En empruntant la voix habituelle, indiquée par les guides touristiques, impossible d’éviter le monument commémorant la libération de l’esclavage. Il s’agit d’une magnifique statuette d’un homme noir qui brise des chaînes, enlacé par une femme de même couleur. Elle a été réalisée par deux sculpteurs frères guadeloupéens Jean et Christian Moisa dans « l’espoir qu’elle soit la statue de l’abolition de l’esclavage, pour laisser une trace et ne pas oublier cette tragédie » a confié l’un des frères à Lemonde.fr. Une pure beauté rapprochée d’un magnifique jardin de fleurs.
En découvrant ce monument j’ai de plus en plus hâte de découvrir la célèbre maison des esclaves. Mon envie se réalise très vite. Un monde fou ce jour-là est présent. Il fait très chaud et moi j’ai simplement soif de scruter de fond en comble cet espace autrefois important dans la saleté humaine.
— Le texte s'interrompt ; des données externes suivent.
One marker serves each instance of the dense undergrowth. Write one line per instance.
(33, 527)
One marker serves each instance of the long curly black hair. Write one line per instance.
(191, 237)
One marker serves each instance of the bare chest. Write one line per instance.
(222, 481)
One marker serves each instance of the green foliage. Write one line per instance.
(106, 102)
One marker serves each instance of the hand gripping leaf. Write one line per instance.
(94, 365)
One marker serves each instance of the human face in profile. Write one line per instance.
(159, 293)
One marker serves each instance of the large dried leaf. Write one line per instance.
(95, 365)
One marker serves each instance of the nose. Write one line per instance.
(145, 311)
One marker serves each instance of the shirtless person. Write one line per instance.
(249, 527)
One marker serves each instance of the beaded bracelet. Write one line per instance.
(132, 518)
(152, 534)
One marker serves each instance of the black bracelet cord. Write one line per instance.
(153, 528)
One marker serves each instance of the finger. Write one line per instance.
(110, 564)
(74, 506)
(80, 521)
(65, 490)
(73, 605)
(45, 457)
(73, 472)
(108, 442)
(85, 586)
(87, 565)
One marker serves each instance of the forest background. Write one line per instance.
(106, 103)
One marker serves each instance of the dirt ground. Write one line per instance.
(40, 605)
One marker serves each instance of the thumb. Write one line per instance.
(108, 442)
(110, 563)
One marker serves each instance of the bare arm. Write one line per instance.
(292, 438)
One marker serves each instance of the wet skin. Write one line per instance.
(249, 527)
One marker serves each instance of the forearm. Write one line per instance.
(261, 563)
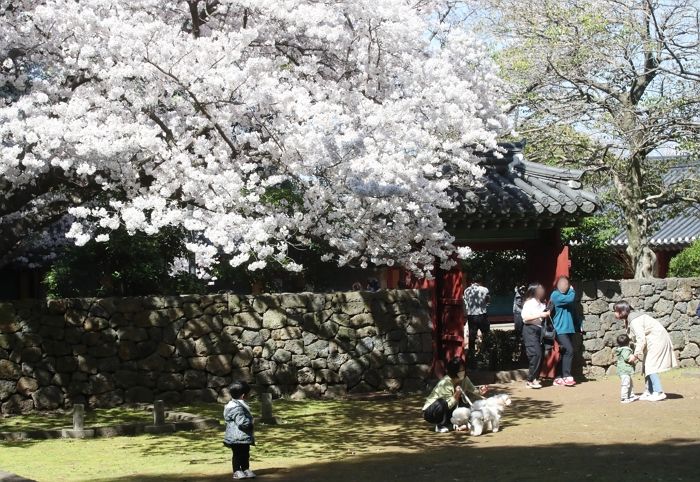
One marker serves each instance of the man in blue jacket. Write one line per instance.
(566, 325)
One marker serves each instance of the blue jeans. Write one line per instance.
(653, 383)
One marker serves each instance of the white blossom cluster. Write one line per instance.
(254, 124)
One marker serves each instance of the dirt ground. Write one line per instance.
(556, 433)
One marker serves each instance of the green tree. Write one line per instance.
(126, 265)
(592, 256)
(607, 84)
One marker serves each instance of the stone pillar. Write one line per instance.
(159, 425)
(78, 416)
(78, 430)
(158, 412)
(266, 409)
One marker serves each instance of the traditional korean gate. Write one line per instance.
(450, 314)
(447, 314)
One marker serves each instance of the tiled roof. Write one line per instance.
(680, 230)
(515, 193)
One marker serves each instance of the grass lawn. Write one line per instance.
(57, 420)
(580, 433)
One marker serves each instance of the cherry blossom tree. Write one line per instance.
(254, 124)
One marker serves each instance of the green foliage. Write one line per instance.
(686, 264)
(499, 350)
(500, 271)
(126, 265)
(592, 257)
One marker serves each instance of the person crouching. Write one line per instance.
(444, 397)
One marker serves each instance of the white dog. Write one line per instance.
(476, 421)
(486, 414)
(460, 419)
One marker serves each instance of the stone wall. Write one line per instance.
(105, 352)
(672, 301)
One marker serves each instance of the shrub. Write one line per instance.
(126, 265)
(499, 350)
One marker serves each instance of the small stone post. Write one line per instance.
(78, 430)
(266, 409)
(159, 425)
(158, 413)
(78, 416)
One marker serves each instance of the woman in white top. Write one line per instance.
(534, 312)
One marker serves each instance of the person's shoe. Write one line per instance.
(657, 397)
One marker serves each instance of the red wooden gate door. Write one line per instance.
(450, 314)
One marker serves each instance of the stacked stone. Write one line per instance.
(105, 352)
(672, 301)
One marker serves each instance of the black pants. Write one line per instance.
(476, 323)
(240, 457)
(533, 350)
(438, 413)
(566, 352)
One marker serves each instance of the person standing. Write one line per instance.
(534, 312)
(476, 302)
(444, 397)
(652, 344)
(566, 325)
(239, 434)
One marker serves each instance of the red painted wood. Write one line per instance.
(547, 259)
(450, 286)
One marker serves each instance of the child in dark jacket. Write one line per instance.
(239, 430)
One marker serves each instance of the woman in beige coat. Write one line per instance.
(651, 345)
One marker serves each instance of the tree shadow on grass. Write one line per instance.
(333, 430)
(673, 459)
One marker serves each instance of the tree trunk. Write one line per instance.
(637, 224)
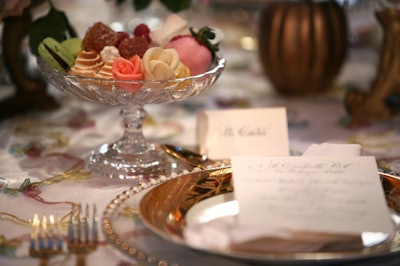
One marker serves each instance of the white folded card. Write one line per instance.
(254, 132)
(339, 195)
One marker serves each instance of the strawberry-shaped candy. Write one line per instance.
(142, 30)
(196, 51)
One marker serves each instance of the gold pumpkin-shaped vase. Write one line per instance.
(302, 44)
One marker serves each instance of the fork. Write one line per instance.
(45, 240)
(82, 233)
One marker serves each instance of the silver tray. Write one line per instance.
(156, 235)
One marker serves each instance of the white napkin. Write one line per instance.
(223, 233)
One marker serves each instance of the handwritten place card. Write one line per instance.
(255, 132)
(312, 194)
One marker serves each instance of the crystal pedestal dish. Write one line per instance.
(132, 156)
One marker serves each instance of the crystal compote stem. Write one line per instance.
(132, 156)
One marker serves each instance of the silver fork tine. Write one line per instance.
(42, 239)
(82, 233)
(95, 221)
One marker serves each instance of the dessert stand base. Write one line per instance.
(111, 163)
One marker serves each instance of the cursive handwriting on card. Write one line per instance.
(324, 194)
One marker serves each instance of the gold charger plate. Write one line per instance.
(156, 235)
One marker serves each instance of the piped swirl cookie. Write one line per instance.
(87, 64)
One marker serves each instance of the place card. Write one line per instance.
(340, 195)
(253, 132)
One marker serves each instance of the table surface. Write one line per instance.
(41, 146)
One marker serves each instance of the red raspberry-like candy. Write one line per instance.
(132, 46)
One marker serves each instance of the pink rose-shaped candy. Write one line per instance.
(128, 70)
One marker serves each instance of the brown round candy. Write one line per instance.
(98, 36)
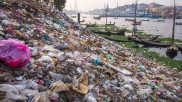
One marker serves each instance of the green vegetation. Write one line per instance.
(101, 27)
(152, 55)
(149, 54)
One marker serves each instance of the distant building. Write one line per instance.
(154, 5)
(142, 7)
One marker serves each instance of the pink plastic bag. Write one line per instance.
(14, 53)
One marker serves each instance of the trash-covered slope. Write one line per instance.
(70, 64)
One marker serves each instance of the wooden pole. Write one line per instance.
(174, 22)
(135, 25)
(79, 18)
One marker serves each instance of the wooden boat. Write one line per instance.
(172, 51)
(135, 39)
(180, 23)
(151, 43)
(116, 40)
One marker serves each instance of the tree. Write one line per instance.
(59, 4)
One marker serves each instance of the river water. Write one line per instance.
(150, 27)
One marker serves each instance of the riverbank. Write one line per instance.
(145, 51)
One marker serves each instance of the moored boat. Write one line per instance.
(151, 43)
(180, 23)
(98, 18)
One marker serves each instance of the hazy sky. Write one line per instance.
(86, 5)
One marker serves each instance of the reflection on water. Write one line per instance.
(150, 27)
(162, 52)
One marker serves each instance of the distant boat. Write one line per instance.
(180, 23)
(98, 18)
(161, 20)
(73, 16)
(145, 20)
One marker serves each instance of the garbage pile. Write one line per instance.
(47, 57)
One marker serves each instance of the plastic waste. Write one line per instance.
(41, 97)
(58, 87)
(90, 98)
(14, 53)
(58, 22)
(46, 59)
(11, 92)
(82, 87)
(5, 22)
(110, 58)
(56, 77)
(141, 67)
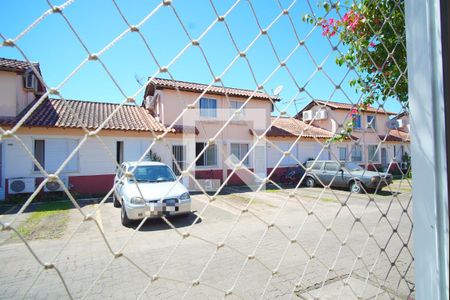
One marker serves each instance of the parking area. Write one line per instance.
(282, 242)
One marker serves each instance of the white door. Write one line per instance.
(259, 160)
(2, 180)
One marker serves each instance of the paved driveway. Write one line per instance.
(279, 244)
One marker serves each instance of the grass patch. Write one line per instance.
(47, 221)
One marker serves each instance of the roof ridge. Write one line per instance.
(21, 61)
(218, 86)
(92, 101)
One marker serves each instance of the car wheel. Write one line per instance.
(124, 218)
(310, 182)
(116, 201)
(355, 187)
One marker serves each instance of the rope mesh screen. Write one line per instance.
(286, 241)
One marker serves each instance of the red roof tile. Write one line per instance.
(7, 64)
(395, 135)
(57, 113)
(162, 83)
(291, 127)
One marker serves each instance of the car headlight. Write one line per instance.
(375, 179)
(185, 196)
(137, 201)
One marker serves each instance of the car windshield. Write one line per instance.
(153, 174)
(353, 167)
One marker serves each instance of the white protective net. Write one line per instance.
(271, 239)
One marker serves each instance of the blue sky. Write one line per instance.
(55, 47)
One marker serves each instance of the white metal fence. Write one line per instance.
(342, 244)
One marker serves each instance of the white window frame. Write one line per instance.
(205, 155)
(34, 166)
(46, 140)
(360, 122)
(360, 150)
(33, 81)
(241, 153)
(234, 106)
(375, 157)
(346, 153)
(372, 124)
(209, 111)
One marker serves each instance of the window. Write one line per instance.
(119, 152)
(39, 153)
(239, 151)
(314, 165)
(208, 158)
(51, 154)
(234, 106)
(30, 81)
(342, 153)
(373, 153)
(371, 122)
(208, 107)
(178, 160)
(332, 166)
(357, 153)
(358, 121)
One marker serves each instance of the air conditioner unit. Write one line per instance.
(392, 124)
(209, 185)
(55, 186)
(21, 185)
(307, 115)
(321, 115)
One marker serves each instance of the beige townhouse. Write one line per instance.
(379, 137)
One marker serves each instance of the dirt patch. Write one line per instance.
(48, 221)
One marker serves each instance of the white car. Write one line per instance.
(149, 189)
Intérieur de la maison rose
Certains diront de petites prisons pour faire bien, mais pour ce lieu qui n’a fait aucun bien à nos ancêtres je voit juste des cages. Oui, la maison rose est un constituant de cages où était enfermés les esclaves prêts pour la déportation vers des cieux inconnus.
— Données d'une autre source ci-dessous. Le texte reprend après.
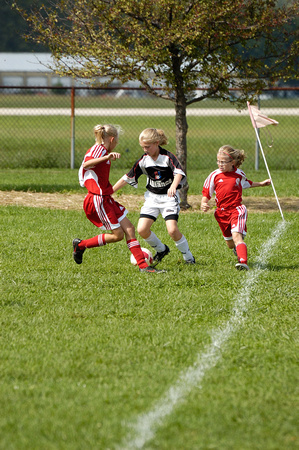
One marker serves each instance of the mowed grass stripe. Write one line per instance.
(143, 430)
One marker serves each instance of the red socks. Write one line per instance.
(242, 252)
(97, 241)
(135, 249)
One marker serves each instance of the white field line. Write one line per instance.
(140, 112)
(144, 429)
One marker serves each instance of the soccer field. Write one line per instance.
(101, 356)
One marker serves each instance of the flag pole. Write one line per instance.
(262, 151)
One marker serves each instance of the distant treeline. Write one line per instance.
(13, 27)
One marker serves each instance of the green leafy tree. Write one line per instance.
(175, 45)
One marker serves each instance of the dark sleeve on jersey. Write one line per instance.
(132, 176)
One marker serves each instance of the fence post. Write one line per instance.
(72, 127)
(257, 147)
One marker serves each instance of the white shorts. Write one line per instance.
(155, 204)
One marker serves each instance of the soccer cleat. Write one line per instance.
(77, 253)
(160, 255)
(190, 261)
(150, 269)
(241, 266)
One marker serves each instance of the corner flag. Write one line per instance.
(260, 120)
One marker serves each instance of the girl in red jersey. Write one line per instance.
(227, 182)
(100, 208)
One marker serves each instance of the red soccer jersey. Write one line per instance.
(96, 178)
(227, 187)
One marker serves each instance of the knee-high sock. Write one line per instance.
(97, 241)
(183, 247)
(242, 252)
(155, 242)
(135, 249)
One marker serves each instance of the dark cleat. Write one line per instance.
(160, 255)
(150, 269)
(77, 253)
(190, 261)
(241, 266)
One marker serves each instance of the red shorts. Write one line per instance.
(232, 221)
(103, 211)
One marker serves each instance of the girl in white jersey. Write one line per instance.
(100, 208)
(164, 177)
(227, 182)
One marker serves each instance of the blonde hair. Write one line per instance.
(101, 132)
(234, 154)
(152, 135)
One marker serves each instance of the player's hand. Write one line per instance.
(205, 207)
(114, 155)
(171, 192)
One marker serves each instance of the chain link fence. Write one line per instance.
(53, 127)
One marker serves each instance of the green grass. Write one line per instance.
(87, 349)
(66, 180)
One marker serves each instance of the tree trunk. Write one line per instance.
(181, 142)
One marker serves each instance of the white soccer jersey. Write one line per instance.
(160, 173)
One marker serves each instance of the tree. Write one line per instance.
(176, 45)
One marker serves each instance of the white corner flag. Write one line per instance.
(259, 120)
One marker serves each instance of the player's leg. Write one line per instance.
(104, 215)
(179, 239)
(238, 228)
(132, 243)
Des petits espaces où même le plus petit chien du monde s’ennuierait. Les fenêtres y sont de petits carrés barrés de bois. Sans doutes les esclaves s’assaillaient à même le sol, sur le sable, collés les uns aux autres. Des petites plaques à l’entrée de chaque enclos indiquent qu’ils y étaient enfermés.
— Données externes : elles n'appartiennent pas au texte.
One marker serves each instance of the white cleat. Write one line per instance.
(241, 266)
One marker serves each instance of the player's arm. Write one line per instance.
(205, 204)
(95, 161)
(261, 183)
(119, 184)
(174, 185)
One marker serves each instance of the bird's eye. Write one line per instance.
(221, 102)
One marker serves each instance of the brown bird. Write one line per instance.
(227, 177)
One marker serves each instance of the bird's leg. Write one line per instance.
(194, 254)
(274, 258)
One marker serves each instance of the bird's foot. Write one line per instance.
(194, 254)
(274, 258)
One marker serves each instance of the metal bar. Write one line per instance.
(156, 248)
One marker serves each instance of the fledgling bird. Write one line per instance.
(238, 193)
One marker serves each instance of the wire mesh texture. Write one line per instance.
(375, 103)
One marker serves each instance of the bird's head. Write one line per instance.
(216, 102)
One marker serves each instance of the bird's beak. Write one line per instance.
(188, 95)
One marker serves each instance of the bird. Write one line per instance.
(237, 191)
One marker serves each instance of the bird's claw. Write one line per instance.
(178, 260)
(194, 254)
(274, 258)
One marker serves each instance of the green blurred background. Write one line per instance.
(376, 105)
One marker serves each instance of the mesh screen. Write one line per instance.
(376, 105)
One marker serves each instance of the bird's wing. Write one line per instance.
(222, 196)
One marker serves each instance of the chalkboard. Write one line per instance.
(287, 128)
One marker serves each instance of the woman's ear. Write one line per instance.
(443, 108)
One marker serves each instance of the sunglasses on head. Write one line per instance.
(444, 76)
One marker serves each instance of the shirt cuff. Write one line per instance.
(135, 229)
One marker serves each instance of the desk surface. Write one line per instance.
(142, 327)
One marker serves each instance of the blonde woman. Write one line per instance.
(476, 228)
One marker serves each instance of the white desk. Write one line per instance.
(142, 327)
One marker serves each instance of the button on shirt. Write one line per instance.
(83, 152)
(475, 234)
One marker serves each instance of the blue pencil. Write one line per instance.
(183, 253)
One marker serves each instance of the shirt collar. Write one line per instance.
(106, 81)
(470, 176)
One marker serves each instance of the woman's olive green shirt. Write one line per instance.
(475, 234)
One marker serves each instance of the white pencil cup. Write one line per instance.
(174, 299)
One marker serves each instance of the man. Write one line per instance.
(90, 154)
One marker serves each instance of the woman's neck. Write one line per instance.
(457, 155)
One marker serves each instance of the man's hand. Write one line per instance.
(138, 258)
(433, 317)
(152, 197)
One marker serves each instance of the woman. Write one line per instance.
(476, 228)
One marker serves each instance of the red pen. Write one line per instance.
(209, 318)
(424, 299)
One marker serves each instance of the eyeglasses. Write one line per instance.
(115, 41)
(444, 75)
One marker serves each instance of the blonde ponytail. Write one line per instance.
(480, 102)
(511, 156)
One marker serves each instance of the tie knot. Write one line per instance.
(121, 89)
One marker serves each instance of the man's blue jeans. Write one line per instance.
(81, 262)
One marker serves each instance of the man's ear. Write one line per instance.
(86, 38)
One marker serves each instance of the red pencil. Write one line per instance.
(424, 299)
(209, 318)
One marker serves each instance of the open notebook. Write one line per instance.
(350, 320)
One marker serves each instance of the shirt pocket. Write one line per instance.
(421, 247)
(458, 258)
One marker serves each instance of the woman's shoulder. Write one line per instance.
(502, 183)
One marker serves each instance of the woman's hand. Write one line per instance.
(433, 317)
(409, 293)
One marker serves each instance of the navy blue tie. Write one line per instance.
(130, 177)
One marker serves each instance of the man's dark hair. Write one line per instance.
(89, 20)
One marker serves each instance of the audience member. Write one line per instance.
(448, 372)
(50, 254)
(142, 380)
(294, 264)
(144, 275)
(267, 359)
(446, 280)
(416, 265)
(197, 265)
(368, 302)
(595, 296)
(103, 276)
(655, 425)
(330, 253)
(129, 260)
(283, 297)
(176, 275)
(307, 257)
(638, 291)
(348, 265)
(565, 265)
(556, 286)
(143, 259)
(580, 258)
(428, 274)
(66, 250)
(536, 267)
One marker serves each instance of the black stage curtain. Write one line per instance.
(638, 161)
L’autre horreur qui me choque en ce lieu c’est une espèce de mitard dégueulasse. Difficile de s’y enfermer même pour quelques secondes. Pourtant, il servait de réclusion pour les esclaves récalcitrants, selon le guide touristique.
Après la visite de ces horreurs du sous-sol de la maison rose, je suis suffisamment dérangée. Vaut mieux monter les marches qui mènent à la salle d’exposition de quelques vestiges bien scellés derrière du verre. Entre autres les chaines des esclaves, les fusils de chasse et quelques bricoles. Des plateformes d’écritures y retracent la douloureuse histoire de nos ancêtres de ce côté.
Fin de cap
Mission accomplie. Une fois, ma visite terminée je ne peux décrire les sentiments qui m’animent. Je peux dire que je déçue du peu d’éléments d’exposition, témoins du crime humain. Je suis également très en colère car j’imagine toujours ce qu’ont vécu nos aïeux, la douleur et l’humiliation dont ils ont été victimes.
Pendant quelques minutes, je suis énervée de voir la multitude d’européens blancs se pavanant avec leurs appareils photos et grands sourires comme des pirates ayant découvert le village aux trésors. « Qu’est-ce qu’ils viennent faire ici ? Qu’est ce qui justifie leur joie? Ils éprouvent la fierté ou la honte de ce que leurs ancêtres ont infligé aux nôtres ? Se sentent-ils supérieurs ? ».
Ma meilleure amie près de moi écoute mes interrogations, mais elle sait que je n’attend pas de réponses. Je ne suis pas ravie de leurs sourires mais je me ressaisie. De toute les façons à quoi servirait une colère? Je ne vais pas engager une bagarre ici! Ai-je des cotes solides pour celà? Et puis, étaient t-ils nés à l’époque? Alors quoi? Je range mon appareil photo et je me réjouis de ce périple dont je parlerai également autant qu’on m’en a parlé.